I stared up at him, puppy-dog eyes. ‘Tell me you saw where she went.’

He was regretful. ‘They drove off, so we couldn’t follow her. But …’ He held out his hand. Written in biro on the palm was a registration number.

I pumped my fist. ‘Yes.’ I wanted to kiss him but I thought he’d faint.

‘It wasn’t her car, though: she wasn’t driving.’

‘Doesn’t matter. This is a huge help.’ I copied the number down. ‘You are my hero, Sam. Thank you. And thank you for coming all the way here to tell me.’ I paused. ‘How do I get in touch with you? I want to pass this on to the police. I’ll say again, if it’s connected the way I think it is, I don’t think the hit-and-run will matter much. But if they need to speak to you – um, my boyfriend is at Scotland Yard.’

He considered that. ‘A copper’s missus.’

I laughed out loud. ‘I’ve never thought of myself that way. And we’re not married so I’m nobody’s missus. What I meant was, it won’t be the local PC Plod who will be looking at this.’ I suspected that this would make it better, not worse, but I wasn’t sure. It did.

He nodded, and picked up the pen and wrote his mobile number beside the registration number.

He looked around, as if he’d suddenly realised he was in a small, enclosed, and very unfamiliar space with a woman old enough to be his mother, but he couldn’t work out the mechanics of getting away. I stood. ‘Thank you again,’ I said, and moved to the door.

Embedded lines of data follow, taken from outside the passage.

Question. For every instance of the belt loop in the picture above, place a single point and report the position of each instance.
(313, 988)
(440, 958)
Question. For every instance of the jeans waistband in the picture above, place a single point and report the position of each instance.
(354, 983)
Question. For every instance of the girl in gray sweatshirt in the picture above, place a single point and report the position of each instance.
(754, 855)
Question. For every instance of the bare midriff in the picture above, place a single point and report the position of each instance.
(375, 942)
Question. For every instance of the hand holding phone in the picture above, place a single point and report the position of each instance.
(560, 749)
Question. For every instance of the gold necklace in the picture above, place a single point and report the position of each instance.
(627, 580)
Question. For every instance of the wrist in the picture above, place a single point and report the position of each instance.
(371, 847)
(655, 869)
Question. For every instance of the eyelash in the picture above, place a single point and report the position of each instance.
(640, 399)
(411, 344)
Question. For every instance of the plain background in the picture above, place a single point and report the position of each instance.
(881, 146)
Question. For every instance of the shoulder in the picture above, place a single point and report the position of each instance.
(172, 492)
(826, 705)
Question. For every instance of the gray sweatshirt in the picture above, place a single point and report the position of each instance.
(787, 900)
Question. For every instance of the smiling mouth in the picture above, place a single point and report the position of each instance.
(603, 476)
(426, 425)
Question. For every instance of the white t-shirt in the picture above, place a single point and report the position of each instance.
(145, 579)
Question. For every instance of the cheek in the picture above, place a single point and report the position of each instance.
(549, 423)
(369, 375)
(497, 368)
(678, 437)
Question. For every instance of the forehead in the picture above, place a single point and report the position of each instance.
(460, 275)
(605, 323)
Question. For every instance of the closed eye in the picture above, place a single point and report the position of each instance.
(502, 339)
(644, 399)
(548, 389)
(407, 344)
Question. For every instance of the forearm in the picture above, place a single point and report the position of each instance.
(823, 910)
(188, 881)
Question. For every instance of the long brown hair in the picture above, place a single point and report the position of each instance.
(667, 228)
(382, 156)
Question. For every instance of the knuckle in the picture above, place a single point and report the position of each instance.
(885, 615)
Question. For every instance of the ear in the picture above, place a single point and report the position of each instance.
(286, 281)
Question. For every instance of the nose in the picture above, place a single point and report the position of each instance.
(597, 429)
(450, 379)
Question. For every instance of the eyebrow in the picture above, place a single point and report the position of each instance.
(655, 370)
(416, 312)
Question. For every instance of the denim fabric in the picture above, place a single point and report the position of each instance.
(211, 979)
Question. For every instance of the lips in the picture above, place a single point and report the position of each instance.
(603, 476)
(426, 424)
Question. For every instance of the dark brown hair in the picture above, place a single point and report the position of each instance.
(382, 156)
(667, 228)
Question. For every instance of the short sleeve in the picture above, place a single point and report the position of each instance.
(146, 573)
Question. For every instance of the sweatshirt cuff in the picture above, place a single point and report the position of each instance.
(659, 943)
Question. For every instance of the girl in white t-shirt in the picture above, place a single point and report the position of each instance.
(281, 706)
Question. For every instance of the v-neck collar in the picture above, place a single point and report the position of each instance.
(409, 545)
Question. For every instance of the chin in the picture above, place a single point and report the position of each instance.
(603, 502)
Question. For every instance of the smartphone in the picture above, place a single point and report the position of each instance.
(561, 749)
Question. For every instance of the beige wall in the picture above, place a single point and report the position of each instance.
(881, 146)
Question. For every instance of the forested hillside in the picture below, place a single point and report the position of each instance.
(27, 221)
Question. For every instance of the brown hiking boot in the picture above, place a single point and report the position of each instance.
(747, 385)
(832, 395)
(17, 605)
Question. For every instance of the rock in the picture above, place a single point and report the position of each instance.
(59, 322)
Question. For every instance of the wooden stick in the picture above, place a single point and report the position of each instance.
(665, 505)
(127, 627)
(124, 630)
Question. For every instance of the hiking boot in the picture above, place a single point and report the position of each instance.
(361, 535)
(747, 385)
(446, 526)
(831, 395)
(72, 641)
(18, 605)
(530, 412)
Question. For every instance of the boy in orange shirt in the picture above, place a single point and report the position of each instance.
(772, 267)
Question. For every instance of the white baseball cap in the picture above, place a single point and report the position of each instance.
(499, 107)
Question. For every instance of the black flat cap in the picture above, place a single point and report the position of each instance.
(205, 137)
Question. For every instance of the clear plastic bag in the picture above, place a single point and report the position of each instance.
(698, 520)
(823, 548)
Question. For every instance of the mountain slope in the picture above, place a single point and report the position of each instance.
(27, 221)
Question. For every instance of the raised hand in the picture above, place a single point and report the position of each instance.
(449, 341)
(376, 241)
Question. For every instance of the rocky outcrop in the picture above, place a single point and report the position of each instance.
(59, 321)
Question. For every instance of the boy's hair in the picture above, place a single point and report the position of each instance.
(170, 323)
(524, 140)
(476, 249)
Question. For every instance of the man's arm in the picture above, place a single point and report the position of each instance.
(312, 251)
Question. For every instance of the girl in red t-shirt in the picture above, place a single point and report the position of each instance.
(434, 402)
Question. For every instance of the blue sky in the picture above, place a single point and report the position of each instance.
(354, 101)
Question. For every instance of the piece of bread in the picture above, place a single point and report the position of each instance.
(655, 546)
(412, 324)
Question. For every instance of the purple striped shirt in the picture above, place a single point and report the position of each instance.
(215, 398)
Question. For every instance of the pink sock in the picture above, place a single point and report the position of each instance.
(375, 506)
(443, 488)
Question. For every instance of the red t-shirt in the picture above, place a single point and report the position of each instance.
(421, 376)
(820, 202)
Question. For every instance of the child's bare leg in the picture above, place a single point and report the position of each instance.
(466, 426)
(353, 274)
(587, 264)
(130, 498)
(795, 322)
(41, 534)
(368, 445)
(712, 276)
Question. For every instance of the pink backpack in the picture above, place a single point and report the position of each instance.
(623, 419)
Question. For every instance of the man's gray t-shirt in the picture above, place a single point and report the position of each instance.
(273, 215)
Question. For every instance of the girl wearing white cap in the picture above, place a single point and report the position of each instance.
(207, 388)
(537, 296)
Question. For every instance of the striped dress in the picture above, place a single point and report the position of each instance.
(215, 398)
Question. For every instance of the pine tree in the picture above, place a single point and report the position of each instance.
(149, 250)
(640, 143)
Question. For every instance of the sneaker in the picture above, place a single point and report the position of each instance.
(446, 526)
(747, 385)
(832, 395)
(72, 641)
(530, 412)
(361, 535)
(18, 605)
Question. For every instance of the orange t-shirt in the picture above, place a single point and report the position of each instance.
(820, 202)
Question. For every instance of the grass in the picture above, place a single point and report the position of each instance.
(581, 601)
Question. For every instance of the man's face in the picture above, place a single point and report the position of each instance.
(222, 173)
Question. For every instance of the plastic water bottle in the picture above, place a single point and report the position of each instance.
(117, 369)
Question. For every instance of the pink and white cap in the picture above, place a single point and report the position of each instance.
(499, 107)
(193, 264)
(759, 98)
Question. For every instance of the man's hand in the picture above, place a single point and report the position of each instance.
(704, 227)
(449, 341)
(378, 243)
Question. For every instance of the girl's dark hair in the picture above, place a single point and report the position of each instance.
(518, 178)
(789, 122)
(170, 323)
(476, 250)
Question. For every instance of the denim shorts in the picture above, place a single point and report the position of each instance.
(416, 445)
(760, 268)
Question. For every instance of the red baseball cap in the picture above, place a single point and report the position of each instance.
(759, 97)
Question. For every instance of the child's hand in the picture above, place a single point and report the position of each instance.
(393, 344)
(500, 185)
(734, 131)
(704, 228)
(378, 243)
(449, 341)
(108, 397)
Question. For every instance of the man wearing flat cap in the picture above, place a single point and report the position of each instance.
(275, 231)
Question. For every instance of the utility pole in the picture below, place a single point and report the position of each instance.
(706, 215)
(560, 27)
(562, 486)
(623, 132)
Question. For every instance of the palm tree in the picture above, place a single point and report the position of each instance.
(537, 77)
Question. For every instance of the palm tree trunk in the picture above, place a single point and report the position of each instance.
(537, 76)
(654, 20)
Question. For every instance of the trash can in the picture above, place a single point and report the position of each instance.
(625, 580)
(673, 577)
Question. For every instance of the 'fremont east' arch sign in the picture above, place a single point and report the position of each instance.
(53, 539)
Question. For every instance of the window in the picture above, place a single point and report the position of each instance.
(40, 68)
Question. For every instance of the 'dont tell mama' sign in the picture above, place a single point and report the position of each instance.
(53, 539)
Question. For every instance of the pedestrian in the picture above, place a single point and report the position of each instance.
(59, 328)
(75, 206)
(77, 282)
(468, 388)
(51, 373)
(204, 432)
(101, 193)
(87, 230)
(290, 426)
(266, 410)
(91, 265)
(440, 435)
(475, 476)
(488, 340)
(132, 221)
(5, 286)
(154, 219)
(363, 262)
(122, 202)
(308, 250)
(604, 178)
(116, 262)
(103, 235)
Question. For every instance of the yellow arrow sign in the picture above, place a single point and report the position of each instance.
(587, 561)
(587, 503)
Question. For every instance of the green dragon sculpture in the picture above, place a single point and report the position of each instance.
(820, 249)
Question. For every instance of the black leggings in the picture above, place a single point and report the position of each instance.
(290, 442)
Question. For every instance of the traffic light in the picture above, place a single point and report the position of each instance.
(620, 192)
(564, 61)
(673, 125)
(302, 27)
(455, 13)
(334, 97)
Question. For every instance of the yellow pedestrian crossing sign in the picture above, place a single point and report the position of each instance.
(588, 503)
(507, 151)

As we passed the assistants’ desks in the space outside, I said, ‘Hold on a minute.’ Publicity was just around the corner, and I went and scanned their shelves, grabbing half a dozen titles. ‘I’ll order you up some new ones,’ I called to the intern looking daggers at me. These were advance copies
to send out to newspapers for reviewing, and no one was supposed to take them, although everyone did. She wasn’t appeased, but she didn’t have the seniority to challenge me outright, either. While I was at it, I filched a T&R bag and dumped everything in, returning to Sam. In the thirty seconds I’d been gone, Miranda had befriended him. He was leaning against her filing cabinet, chatting and entirely at ease.

‘Here,’ I said, handing the bag over. ‘For your sister. I don’t do anything I think you’d like.’

He put his head on one side. ‘Motocross?’

‘You’re just saying that because of the way I dress.’ It took him ten seconds to work out that that was a joke, and by that time, he and I and Miranda had got to the front door.

‘See you,’ he said, slinging the bag on his shoulder. Job done.

‘And I’m taking early lunch, if that’s OK,’ said Miranda.

I’d said ‘Sure’, and was halfway up the stairs before I looked at my watch. Eleven o’clock, Miranda? I hoped to God he was eighteen. A young-looking twenty would be even better.

Back in my office, I rang Jake. Voicemail. I hung up, and emailed instead. ‘The boy who saw the hit-and-run came through. He saw the woman again on the High Street. She got into a car, not hers,’ and I added the registration number. Then I thunked myself on the forehead and added. ‘Also, I’m never going to make inspector. I have no idea what the boy’s last name is, and forgot to ask. First name Sam, and I have his phone number. According to neighbourhood gossip he’s been “in trouble” with the police. He says he’ll talk to you, though. Let me know.’

Then I thought about last night again, and sent him another email. ‘Dear DI Field, Yesterday evening a neighbour who witnessed the hit-and-run I was involved in on Castleton Street last Saturday saw a woman he recognised as the driver. He saw her get into a car in Camden, and although she wasn’t driving, he took down the registration number (attached), in the hope that it will help to identify her. I’m afraid that for the moment he isn’t willing to give a statement. Yours, Samantha Clair.’ If the hit-and-run ever became part of a case, Jake was going to need to show how he got the information that led to an arrest. Paperwork. Registration numbers. Phone numbers. All documented. Documentation was good. I admired my own neat and tidy files. And then I sat up again. Documentation.